Years later, after having time to heal, I can see that when I turned to painting, and found the red line so important, I was making sense of my trauma.
Traumas are not only painful, they are dangerous because they can stymie our growth and development. They become the center of our identities, how we find meaning, and we get stuck there until we can make sense of what we have experienced. Art offers a path out, allowing us to process and confront our trauma in a way that can be manageable, while at the same time cultivating the vision and creativity so essential to growth in life. When traumatized, we lose the capacity to imagine. Part of the healing process is to resuscitate it. Van der Kolk says, “Imagination gives us the opportunity to envision new possibilities — it is an essential launchpad for making our hopes come true. It fires our creativity, relieves our boredom, alleviates our pain, enhances our pleasure, and enriches our most intimate relationships.”
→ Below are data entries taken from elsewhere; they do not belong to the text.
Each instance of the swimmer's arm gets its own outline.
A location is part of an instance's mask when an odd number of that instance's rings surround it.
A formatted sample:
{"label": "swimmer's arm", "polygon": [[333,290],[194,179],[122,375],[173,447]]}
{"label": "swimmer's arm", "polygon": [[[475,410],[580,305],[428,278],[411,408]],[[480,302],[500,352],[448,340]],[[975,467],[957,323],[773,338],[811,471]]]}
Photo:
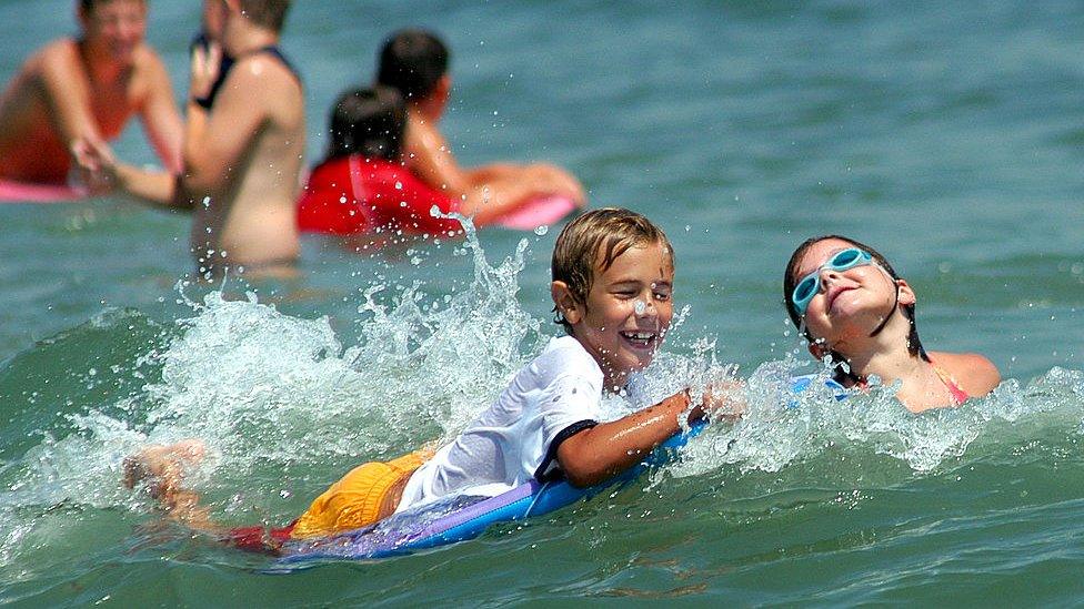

There is minuscule support for trauma-healing and alternative approaches. This is especially true in communities where the likelihood of trauma is high. A 2019 review of the past decade of international funding for mental health (not even considering alternative approaches) made up only .3% of all development assistance for health. We know that emotional health is central to every effort and ignoring this truth undermines other work. Expecting a better future without laying the foundations for traumatic recovery is a disservice, and an ineffective way to use our resources. It’s time to do better.